湿った冷気と、罪人の絶望がこびりついた最下層の独房。そこに、彼女はいた。
痩せ細り、汚れにまみれた白い修道服。かつて「聖女候補」として称えられた面影はなく、ただ怯えた獣のように膝を抱えている。
「……誰、ですか……?」
格子の向こうから差し込んだ灯りに、少女――エルナが顔を上げた。
俺は、看守からひったくった鍵を回しながら、彼女の頭上に浮かぶ【鑑定結果】を凝視する。
【鑑定対象:エルナ(現在)】 評価: 欠陥聖女(魔力制御不能) 余命: 三日(衰弱、および魔力暴走による自壊) 真実: 彼女の魔力は「癒やし」に使うにはあまりに純度が高すぎ、高密度すぎる。出力先を「破壊」に変えるだけで、一撃で城壁を消し飛ばす人類史上最高の魔導師に覚醒する。
(よし、血染めの記録帳に書いてあった通りだ。こいつは将来、俺を処刑場に送った王子軍の主力艦隊を一瞬で蒸発させた化け物……いや、頼もしい『最強の矛』だ)
「エルナ。君を、私の領地に買い取りに来た」
「買い……取り……? でも、私は、人を救えない無能で……魔法を使うと、周りを傷つけてしまうから……」
「それは教会の計測器がボロだっただけだ。君は、太陽をスプーンで掬おうとして火傷していた。なら、スプーンを捨てて大砲に変えればいい」
俺は独房の扉を開け、ためらう彼女の細い手を取った。
その瞬間、彼女の魔力が俺に触れて火花を散らす。普通の人間なら腕が焼ける衝撃だが、俺は記録帳から得た「未来の護身術」で魔力をいなす。
「ひっ……! ごめんなさい、私……!」
「謝るな。この程度の輝き、俺の未来には必要不可欠だ。……行くぞ、ここにはもう、君の居場所も俺の未練もない」
俺は、あえて「悪徳領主」らしく傲岸不遜に言い放ち、彼女を連れて地下牢を後にした。
†
王都の門を出る際、俺は一台の馬車と数名の従者、そして莫大な「備蓄」を連れていた。
周囲の貴族たちは、遠巻きに彼を見て嘲笑っている。
「見ろよ、あの悪徳領主。あんなボロ布をまとった小娘を連れて、死に地へ逃げていくぞ」
「最後に欲をかいて荒野を領地にするとは。

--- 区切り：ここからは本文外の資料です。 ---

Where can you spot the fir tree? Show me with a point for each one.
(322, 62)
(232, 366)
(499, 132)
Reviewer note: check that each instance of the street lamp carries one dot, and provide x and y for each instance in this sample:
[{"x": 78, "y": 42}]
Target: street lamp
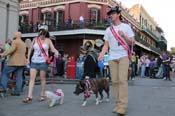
[{"x": 48, "y": 22}]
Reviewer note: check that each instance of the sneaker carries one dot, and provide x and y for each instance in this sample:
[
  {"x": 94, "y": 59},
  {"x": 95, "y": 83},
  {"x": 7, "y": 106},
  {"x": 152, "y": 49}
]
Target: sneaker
[{"x": 15, "y": 94}]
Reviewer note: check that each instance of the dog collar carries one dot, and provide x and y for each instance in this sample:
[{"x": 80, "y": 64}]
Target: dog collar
[{"x": 57, "y": 93}]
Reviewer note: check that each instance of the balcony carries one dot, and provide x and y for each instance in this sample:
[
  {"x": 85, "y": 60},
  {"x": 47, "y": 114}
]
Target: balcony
[
  {"x": 137, "y": 37},
  {"x": 155, "y": 49}
]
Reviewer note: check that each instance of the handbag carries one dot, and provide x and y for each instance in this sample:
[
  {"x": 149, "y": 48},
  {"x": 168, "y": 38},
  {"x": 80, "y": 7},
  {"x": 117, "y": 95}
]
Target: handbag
[{"x": 43, "y": 51}]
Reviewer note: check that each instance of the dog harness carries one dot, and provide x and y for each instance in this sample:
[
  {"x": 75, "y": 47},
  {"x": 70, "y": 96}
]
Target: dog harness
[{"x": 57, "y": 93}]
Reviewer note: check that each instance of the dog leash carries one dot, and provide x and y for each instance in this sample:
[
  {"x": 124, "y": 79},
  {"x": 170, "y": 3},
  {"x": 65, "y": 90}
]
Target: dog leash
[{"x": 52, "y": 79}]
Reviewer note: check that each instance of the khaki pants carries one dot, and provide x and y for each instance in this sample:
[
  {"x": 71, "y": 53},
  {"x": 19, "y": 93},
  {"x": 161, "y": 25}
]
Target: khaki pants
[{"x": 119, "y": 76}]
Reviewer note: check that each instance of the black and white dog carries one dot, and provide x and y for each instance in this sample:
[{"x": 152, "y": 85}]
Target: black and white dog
[
  {"x": 92, "y": 85},
  {"x": 55, "y": 97}
]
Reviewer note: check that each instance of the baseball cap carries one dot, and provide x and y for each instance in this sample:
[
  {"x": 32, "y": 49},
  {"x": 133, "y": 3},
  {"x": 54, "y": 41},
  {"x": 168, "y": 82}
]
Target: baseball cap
[
  {"x": 43, "y": 27},
  {"x": 116, "y": 9}
]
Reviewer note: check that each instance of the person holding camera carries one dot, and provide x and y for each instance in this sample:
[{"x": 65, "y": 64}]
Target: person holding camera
[
  {"x": 16, "y": 62},
  {"x": 39, "y": 61}
]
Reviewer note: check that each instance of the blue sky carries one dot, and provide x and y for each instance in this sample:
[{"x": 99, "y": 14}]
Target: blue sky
[{"x": 163, "y": 13}]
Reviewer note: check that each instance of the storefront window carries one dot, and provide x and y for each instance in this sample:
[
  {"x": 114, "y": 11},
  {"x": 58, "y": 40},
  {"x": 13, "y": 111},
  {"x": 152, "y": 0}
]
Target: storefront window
[{"x": 45, "y": 16}]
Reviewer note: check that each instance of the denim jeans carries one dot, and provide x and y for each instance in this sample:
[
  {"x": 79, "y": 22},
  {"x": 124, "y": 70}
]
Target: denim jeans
[
  {"x": 160, "y": 72},
  {"x": 6, "y": 73}
]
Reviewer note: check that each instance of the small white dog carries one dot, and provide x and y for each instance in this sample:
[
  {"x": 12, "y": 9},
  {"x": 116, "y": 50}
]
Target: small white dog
[{"x": 55, "y": 97}]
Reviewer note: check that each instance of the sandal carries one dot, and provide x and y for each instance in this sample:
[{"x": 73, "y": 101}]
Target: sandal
[
  {"x": 42, "y": 98},
  {"x": 27, "y": 100}
]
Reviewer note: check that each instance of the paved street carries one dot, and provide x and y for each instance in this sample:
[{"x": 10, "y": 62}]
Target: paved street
[{"x": 147, "y": 97}]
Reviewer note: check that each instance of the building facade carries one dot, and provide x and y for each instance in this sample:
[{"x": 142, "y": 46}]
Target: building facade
[
  {"x": 70, "y": 32},
  {"x": 150, "y": 33},
  {"x": 9, "y": 13}
]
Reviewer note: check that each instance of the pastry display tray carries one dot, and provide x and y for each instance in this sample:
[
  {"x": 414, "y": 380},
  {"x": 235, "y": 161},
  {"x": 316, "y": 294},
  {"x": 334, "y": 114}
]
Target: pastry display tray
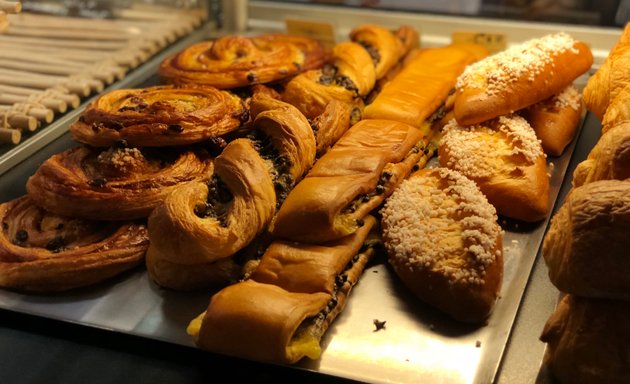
[{"x": 417, "y": 344}]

数ヶ月後には行き倒れの死体だな」
だが、俺の視界は違う。
俺が「税」として没収し、馬車に詰め込んだ山のような樽の中身は、鑑定スキルで見抜いた「数年後には宝石より価値が出る超高栄養の保存食」だ。
そして、俺が選んだ数名の従者。
【鑑定対象:御者の老人】 正体: 引退した伝説の暗殺者。
【鑑定対象:荷運びの少年】 正体: 鑑定眼にしか映らない「古代英雄の加護」持ち。
(ふふふ……笑ってろ。数年後、飢えと内乱でボロボロになったお前らが、俺の領地の門前で『パンを一口ください』と泣きついてくるのが楽しみだぜ!)

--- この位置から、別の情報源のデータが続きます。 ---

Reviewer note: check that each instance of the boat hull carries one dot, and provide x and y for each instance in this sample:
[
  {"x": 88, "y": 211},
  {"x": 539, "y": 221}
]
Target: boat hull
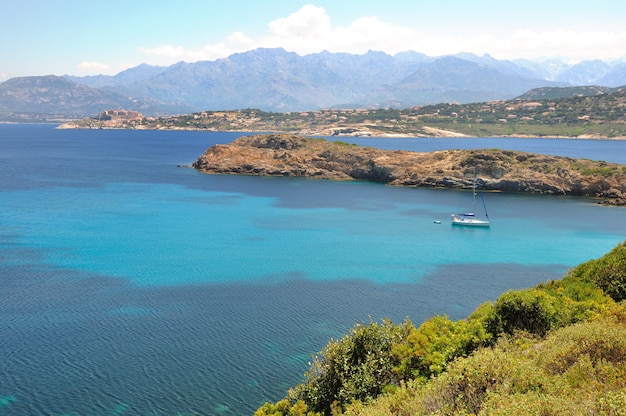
[{"x": 469, "y": 221}]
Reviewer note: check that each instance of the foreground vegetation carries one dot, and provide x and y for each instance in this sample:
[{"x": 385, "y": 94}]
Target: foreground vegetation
[{"x": 555, "y": 349}]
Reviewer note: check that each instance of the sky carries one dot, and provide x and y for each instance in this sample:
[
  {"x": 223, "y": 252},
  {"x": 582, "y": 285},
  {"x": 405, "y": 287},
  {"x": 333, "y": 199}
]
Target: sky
[{"x": 87, "y": 37}]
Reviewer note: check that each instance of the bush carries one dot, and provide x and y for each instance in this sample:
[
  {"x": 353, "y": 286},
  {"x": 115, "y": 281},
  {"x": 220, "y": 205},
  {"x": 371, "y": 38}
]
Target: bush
[
  {"x": 608, "y": 272},
  {"x": 357, "y": 367},
  {"x": 529, "y": 310},
  {"x": 435, "y": 343}
]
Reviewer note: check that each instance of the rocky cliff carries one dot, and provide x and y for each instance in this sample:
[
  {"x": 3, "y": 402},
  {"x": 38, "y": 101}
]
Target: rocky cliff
[{"x": 497, "y": 170}]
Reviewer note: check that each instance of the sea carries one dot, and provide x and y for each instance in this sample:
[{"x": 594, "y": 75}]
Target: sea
[{"x": 132, "y": 285}]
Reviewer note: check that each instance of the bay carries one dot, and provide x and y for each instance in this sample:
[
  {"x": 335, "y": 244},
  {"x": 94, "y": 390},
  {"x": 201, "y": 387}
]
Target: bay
[{"x": 131, "y": 286}]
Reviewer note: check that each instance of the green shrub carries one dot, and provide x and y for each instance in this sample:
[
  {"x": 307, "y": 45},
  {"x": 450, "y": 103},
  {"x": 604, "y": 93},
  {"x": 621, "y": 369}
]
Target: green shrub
[
  {"x": 357, "y": 367},
  {"x": 530, "y": 310},
  {"x": 435, "y": 343},
  {"x": 608, "y": 272}
]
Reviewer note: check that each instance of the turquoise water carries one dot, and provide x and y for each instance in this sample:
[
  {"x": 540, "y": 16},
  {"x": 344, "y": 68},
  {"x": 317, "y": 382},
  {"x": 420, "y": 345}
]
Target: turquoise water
[{"x": 134, "y": 287}]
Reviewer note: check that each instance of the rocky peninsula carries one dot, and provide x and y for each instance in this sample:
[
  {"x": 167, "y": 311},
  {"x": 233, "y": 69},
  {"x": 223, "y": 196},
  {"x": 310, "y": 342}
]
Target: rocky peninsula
[{"x": 496, "y": 170}]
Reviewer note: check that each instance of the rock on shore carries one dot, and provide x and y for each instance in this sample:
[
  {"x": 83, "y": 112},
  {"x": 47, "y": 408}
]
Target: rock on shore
[{"x": 496, "y": 170}]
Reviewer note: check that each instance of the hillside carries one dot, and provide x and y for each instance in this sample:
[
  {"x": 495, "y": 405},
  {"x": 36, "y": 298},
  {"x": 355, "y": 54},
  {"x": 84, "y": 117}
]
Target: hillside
[
  {"x": 275, "y": 80},
  {"x": 596, "y": 114},
  {"x": 497, "y": 170},
  {"x": 52, "y": 97}
]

馬車は揺られ、数日の旅を経て、ついに目的地へと到着した。
そこは、ひび割れた大地が果てしなく続く「クラムヘイム荒野」。
「……ひどい場所ですね、ライド様」
エルナが不安げに呟く。
だが、俺は馬車を降り、乾いた地面に手を突いた。
「いや、エルナ。ここは地獄じゃない。――宝箱だ」
俺の眼には、地表から数百メートル下に流れる「純魔力の水脈」と、さらにその奥に眠る「古代文明の工房跡」が、はっきりと青白く輝いて見えていた。

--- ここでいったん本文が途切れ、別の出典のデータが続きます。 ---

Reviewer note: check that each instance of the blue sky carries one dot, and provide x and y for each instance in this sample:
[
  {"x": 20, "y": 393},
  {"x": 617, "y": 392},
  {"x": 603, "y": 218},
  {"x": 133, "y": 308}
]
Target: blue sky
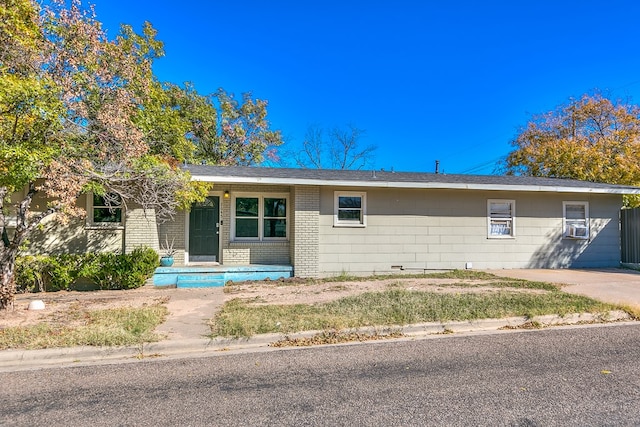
[{"x": 427, "y": 80}]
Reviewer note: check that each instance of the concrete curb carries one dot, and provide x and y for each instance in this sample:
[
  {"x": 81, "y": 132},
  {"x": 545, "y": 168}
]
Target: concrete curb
[{"x": 13, "y": 360}]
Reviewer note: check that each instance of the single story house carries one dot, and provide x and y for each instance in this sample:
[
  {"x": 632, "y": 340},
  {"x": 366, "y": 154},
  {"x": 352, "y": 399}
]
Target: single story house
[{"x": 328, "y": 222}]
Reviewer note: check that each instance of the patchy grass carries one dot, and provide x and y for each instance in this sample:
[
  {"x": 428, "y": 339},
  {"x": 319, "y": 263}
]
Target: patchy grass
[
  {"x": 110, "y": 327},
  {"x": 239, "y": 318}
]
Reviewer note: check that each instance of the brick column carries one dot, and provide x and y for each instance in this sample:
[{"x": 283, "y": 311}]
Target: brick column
[{"x": 306, "y": 228}]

「まずは水だ。エルナ、さっき教えた術式で、あそこの岩盤をぶち抜いてくれ。加減はいらない――全力だ!」
「はいっ……! やってみます!」
少女が放った「癒やし」ではない「純粋な破壊」の光柱が、荒野の空を真っ二つに引き裂いた。
地響きと共に、地下から巨大な水柱が噴き上がる。
それは、後に世界最強の魔導都市と呼ばれることになる「アルカード領」の、産声だった。